President-elect Barack Obama on Tuesday kept a public distance from his state’s consuming political corruption scandal, calling Gov. Rod Blagojevich’s arrest “a sad day for Illinois.”

“I had no contact with the governor or his office, and so I was not aware of what was happening,” Obama told reporters after a meeting with former Vice President Al Gore in Chicago. “Beyond that I don’t think it’s appropriate to comment.”

Federal investigators, armed with taped phone calls detailing what one called “a corruption crime spree,” nabbed the Democratic governor for, among other things, allegedly trying to auction Obama’s vacant Senate seat for money and favors.

Federal prosecutor Patrick Fitzgerald, who headed up the government’s probe of the Valerie Plame leak case, said “the complaint makes no allegations about the president-elect whatsoever.”

It was unclear when Obama learned of the investigation, which Fitzgerald described as going back many years but heating up significantly in the past eight weeks. During much of that time, members of Obama’s transition team have been meeting with high-level Justice Department officials.

“I’m not going to speak for what the president-elect was aware of,” Fitzgerald said. “We make no allegations that he’s aware of anything, and that’s as simply as I can put it.”

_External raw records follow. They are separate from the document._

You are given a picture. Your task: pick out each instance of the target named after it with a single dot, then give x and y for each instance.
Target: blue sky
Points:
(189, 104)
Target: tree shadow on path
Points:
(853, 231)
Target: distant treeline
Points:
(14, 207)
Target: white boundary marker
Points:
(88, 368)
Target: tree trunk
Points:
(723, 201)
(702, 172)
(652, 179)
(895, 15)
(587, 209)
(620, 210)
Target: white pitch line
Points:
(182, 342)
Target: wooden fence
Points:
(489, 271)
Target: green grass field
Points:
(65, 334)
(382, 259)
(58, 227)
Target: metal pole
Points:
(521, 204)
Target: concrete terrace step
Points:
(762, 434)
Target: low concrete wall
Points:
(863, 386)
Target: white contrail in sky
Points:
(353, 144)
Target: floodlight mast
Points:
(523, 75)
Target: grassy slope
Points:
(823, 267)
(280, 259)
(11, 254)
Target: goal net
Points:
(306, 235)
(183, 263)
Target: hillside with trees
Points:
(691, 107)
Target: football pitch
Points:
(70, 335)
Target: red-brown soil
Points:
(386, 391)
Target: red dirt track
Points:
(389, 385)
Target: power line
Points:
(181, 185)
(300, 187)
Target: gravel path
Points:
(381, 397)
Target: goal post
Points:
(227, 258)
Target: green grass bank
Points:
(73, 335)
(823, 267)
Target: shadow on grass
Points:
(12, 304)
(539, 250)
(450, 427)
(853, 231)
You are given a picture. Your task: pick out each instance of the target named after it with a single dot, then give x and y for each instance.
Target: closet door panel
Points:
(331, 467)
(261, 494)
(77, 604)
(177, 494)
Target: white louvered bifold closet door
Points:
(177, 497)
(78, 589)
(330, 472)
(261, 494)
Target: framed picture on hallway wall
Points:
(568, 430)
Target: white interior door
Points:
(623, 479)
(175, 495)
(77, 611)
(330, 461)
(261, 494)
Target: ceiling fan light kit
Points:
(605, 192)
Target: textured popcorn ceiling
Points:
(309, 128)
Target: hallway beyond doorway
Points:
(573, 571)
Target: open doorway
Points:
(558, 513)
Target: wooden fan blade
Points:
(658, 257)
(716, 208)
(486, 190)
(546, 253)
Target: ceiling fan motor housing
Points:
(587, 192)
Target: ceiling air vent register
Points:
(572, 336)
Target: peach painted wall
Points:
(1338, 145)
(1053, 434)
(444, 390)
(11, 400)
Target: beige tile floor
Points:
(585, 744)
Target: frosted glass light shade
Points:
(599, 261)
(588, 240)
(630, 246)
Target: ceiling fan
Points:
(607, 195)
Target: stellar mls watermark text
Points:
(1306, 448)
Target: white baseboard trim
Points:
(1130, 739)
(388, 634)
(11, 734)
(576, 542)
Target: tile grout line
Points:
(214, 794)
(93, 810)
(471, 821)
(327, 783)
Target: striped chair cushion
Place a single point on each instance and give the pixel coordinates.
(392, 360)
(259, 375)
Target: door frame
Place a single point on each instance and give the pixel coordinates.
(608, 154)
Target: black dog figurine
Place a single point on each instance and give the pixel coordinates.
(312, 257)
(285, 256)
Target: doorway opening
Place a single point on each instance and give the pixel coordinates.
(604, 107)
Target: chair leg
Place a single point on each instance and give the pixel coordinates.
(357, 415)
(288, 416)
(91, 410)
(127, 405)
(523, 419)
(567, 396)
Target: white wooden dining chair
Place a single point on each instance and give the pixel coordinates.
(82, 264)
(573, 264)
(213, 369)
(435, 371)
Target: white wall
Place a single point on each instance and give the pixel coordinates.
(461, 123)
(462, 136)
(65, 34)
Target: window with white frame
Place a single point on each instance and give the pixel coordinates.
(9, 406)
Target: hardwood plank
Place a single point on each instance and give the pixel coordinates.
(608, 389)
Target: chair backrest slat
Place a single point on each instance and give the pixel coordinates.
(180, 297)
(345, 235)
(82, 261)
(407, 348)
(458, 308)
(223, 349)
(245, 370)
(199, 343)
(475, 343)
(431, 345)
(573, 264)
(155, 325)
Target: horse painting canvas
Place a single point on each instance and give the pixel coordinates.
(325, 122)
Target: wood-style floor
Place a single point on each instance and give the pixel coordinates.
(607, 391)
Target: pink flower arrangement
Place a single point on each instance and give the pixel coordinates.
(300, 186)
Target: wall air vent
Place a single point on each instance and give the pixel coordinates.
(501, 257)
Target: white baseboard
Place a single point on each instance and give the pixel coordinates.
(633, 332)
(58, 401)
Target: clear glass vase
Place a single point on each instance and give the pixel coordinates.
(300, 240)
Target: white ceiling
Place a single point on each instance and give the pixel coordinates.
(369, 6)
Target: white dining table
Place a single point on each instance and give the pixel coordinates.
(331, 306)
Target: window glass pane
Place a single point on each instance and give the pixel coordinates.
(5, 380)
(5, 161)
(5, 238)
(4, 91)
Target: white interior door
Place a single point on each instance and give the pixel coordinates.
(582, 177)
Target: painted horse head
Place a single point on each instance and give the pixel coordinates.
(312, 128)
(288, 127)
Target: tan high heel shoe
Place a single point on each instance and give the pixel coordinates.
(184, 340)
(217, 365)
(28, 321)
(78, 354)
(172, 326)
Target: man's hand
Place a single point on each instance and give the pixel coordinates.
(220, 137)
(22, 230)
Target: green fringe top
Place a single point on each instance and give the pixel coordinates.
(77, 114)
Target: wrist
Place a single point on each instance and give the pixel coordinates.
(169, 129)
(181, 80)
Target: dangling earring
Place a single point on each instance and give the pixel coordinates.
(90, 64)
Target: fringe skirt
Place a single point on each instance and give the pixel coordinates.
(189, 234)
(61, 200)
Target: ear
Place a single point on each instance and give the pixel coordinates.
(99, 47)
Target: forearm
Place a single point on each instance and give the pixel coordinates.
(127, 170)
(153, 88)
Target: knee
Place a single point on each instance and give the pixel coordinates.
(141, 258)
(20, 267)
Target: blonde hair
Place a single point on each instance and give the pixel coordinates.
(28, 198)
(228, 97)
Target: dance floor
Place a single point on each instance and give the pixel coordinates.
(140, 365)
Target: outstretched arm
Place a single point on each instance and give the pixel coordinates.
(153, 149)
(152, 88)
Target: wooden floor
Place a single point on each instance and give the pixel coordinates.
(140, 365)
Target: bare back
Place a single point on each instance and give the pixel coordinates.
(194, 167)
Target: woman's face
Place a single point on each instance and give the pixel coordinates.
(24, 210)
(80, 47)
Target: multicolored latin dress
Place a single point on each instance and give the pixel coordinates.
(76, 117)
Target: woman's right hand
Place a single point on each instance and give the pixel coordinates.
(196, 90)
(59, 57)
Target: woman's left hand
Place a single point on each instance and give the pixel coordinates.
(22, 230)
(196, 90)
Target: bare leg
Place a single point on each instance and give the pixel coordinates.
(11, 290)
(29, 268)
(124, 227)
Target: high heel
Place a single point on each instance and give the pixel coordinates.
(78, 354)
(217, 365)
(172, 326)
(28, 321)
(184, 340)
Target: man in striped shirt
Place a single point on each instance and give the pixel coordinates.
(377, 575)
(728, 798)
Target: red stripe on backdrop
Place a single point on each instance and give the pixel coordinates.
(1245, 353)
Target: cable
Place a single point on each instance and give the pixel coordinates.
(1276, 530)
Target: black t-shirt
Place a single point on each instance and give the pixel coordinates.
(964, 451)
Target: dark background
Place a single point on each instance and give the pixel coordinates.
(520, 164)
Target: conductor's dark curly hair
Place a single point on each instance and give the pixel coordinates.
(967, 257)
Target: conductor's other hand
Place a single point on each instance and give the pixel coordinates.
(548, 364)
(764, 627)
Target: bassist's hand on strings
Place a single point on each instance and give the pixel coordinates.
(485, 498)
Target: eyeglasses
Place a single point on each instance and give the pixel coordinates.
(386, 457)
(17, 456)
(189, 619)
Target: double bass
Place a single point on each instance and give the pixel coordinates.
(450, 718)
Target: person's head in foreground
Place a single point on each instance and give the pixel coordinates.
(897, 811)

Obama’s claim of no contact with Blagojevich was called into question by an interview senior adviser David Axelrod gave the local Fox affiliate Nov. 23, in which he said, “I know he’s talked to the governor” about possible Senate successors.

ABC News reported late Tuesday that Obama’s transition office claimed Axelrod misspoke.

During his brief appearance before the news media with Gore and Vice President-elect Joe Biden, Obama made a brief statement and took a single, shouted question on the matter. Otherwise, he remained largely out of sight.

“I am saddened and sobered by the news that came out of the U.S. attorney’s office today,” Obama said.

Republican political consultant Allen Blakemore praised Obama’s low-profile strategy, saying that getting out in front of the Blagojevich story with a news conference or lengthier statement would not be “presidential.”

“The president-elect needs to stay above all this and doesn’t need to get mired in it,” Blakemore said. “Somebody does something stupid in this country every day. And yes, it’s his party, his governor, his state — but you have to draw the line.”

Cal Jillson, a political scientist at Southern Methodist University, disagreed — saying Obama needs to step up to protect himself and the party from being sullied by even remote association.

“This is so egregious that a call for Blagojevich’s resignation is an inoculation against the idea that both parties are given to corruption,” Jillson said. “This is like T-ball in second grade — they tee it up, and if you can’t hit it, this is not your game.”